Recommendations for scaling CDE deployments
Your business might experience a sudden increase or drop in demand due to which your Cloudera Data Engineering (CDE) deployment needs to autoscale. You can scale your CDE deployment by either adding new instances of a CDE service or Virtual Cluster, or by adding additional resources to the existing ones.
- Vertically - More resources are provisioned within the same instance of a CDE service or Virtual Cluster.
- Horizontally - New instances of CDE service or Virtual Cluster are provisioned.

Virtual Clusters provide an isolated autoscaling compute capacity to run Spark and/or Airflow jobs. Virtual Clusters can be used to isolate individual teams or lines of business by using user-based access control lists (ACL).
Guidelines for scaling Virtual Clusters
-
Each Virtual Cluster requires infrastructure capacity to run various services such as Airflow, API server, and Spark-History-Server (SHS).
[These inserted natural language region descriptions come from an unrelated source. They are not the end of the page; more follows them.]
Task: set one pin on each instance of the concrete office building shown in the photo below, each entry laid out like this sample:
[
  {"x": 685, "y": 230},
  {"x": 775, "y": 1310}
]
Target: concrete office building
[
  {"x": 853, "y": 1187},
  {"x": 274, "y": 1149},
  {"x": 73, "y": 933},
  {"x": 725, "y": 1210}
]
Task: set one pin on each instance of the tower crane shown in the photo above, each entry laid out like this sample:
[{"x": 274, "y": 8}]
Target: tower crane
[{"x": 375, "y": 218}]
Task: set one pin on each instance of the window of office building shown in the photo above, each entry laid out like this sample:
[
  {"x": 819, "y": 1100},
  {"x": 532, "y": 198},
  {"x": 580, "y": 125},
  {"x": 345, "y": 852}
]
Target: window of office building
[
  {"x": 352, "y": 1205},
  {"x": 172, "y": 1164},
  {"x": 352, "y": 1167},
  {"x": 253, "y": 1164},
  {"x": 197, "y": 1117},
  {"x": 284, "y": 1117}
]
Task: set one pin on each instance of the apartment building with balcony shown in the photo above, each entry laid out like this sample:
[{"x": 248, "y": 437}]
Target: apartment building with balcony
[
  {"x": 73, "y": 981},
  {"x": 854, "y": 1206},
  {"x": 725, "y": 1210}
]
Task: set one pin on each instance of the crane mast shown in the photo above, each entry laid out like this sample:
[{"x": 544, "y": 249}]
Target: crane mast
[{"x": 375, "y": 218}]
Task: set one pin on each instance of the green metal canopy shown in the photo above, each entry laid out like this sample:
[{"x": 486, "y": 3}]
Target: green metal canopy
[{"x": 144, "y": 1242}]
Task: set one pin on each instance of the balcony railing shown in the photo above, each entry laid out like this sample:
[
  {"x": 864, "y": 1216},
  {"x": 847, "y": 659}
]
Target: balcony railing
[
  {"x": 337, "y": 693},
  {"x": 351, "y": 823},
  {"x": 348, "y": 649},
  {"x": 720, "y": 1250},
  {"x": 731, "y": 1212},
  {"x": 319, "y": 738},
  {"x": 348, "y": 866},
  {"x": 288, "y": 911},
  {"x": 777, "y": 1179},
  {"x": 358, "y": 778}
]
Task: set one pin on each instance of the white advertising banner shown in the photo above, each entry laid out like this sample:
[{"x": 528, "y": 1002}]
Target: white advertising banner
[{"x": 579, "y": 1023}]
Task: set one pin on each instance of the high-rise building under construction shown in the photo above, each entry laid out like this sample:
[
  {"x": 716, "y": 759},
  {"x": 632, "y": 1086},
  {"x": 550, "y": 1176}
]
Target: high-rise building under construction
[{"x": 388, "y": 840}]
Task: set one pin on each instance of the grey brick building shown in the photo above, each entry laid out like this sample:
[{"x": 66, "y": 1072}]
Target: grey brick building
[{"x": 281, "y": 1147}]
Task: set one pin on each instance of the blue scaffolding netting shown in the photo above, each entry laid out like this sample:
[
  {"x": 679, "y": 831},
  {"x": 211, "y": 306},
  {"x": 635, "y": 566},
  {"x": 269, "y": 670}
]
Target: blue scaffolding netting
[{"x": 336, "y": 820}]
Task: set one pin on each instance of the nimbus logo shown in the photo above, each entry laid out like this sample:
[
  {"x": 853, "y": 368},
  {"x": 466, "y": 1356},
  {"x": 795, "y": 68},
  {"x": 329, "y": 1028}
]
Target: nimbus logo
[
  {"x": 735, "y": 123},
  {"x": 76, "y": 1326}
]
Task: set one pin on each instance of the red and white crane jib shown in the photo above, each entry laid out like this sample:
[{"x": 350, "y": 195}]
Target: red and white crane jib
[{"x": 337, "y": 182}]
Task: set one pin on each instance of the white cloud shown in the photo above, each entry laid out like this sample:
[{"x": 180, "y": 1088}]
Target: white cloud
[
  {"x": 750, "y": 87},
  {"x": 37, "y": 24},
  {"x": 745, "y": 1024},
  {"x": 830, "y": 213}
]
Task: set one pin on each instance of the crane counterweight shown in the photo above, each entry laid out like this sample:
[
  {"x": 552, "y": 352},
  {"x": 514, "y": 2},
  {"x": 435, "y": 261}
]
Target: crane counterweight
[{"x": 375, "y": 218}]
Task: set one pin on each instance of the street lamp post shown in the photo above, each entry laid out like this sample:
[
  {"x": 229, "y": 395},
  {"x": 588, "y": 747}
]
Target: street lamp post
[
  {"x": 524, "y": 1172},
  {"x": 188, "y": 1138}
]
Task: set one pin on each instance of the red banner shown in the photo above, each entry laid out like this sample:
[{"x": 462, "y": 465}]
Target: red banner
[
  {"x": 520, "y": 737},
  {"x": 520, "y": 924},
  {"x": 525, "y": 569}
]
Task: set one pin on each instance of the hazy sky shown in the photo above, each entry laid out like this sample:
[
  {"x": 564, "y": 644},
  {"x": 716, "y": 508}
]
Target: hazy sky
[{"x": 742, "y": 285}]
Recommendation: Do not scale horizontally beyond 50 Virtual Clusters within the same CDE service.
-
Virtual Clusters can actively run hundreds of parallel jobs. In certain scenarios, it might be required to simultaneously submit multiple jobs as per the schedule or due to a burst in demand. In these scenarios the API server cannot exceed 60 simultaneous job submissions. Once the jobs move from submission to running state, more jobs can be submitted.
Recommendation: Distribute simultaneous submission of jobs over time or horizontally scale across multiple Virtual Clusters.